There are several churches: Sant' Eliseo from the 12th century (frescoes form the 13th century), Madonna del Rosario, built in 1641 and San Rocco e San Sebastiano, frescoes by Antonio da Padova in 1529.

World-known surgeon Antonio Grossich (1849–1926) who in 1908 invented the application of tincture of iodine as a way to treat the surgical field was born in Draguć.

==Demographics==
According to the 2021 census, its population was 56.

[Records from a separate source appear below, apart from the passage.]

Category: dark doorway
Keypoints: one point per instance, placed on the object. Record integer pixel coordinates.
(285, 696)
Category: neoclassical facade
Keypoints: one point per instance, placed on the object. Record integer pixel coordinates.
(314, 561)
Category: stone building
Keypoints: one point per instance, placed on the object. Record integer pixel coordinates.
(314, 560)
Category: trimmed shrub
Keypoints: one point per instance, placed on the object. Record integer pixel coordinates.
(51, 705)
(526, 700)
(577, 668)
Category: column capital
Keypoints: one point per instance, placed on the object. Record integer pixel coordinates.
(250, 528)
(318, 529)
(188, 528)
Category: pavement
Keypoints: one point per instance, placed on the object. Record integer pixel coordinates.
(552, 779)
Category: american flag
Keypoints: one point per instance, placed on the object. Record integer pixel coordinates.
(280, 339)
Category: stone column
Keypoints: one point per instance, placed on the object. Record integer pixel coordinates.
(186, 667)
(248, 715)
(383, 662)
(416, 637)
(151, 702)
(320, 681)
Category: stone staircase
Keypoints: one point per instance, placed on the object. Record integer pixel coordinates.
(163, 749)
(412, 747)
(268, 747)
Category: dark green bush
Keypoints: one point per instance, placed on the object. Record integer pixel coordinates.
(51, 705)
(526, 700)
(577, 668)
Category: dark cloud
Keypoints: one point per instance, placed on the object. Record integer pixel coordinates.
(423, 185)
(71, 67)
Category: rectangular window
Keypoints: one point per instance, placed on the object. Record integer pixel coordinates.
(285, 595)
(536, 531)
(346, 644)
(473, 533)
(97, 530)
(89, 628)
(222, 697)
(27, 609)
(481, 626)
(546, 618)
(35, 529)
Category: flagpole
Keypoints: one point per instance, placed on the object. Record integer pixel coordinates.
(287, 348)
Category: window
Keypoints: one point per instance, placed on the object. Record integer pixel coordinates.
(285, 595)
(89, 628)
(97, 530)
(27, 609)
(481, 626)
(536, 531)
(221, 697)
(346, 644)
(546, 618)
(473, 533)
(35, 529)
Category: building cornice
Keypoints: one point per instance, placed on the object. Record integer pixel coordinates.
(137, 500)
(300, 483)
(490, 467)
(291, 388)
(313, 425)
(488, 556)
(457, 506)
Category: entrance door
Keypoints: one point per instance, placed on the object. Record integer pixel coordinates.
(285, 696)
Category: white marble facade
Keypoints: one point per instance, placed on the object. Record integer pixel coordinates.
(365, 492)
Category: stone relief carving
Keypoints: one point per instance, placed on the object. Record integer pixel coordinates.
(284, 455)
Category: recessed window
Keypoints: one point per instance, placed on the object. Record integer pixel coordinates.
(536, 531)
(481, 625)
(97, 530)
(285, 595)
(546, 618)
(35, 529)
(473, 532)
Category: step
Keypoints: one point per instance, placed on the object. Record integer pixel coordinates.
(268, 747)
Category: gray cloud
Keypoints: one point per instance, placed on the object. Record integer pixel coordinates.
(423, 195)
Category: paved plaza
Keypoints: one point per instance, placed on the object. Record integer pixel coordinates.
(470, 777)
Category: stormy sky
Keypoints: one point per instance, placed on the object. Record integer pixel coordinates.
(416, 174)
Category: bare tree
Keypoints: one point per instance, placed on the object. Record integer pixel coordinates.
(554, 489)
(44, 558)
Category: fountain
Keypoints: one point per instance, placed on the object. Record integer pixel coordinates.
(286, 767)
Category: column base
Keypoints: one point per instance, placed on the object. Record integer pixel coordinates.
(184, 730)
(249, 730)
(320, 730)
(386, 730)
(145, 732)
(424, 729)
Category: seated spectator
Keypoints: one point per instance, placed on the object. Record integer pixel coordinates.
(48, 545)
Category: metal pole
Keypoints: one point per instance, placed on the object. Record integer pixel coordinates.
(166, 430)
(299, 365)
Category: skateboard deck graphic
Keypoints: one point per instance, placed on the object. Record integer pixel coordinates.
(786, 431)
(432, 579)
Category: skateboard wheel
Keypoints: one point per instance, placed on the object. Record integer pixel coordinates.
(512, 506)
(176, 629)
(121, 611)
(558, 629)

Ethnic structure is marked with fluctuations in the 20th century, as indicated by languages spoken recorded in the Austrian and later census data.

| Year | Population | (Serbo-)Croatian (%) | Italian (%) | Slovene (%) |
|---|---|---|---|---|
| 1880 | 193 | 0 | 98.4 | 1.6 |
| 1890 | 189 | 7.4 | 91.0 | 1.6 |
| 1900 | 222 | 15.8 | 56.7 | 27.5 |
| 1910 | 249 | 80.7 | 18.9 | 0.4 |
| 1945 | 190 | 92.1 | 7.9 | 0 |
| 1991 | 70 | 95 | 5 | 0 |
| 2001 | 79 | 95 | 5 | 0 |

In 2004 La Femme Musketeer a made-for-television movie produced by Hallmark Entertainment and Larry Levinson Productions, was filmed in Draguć.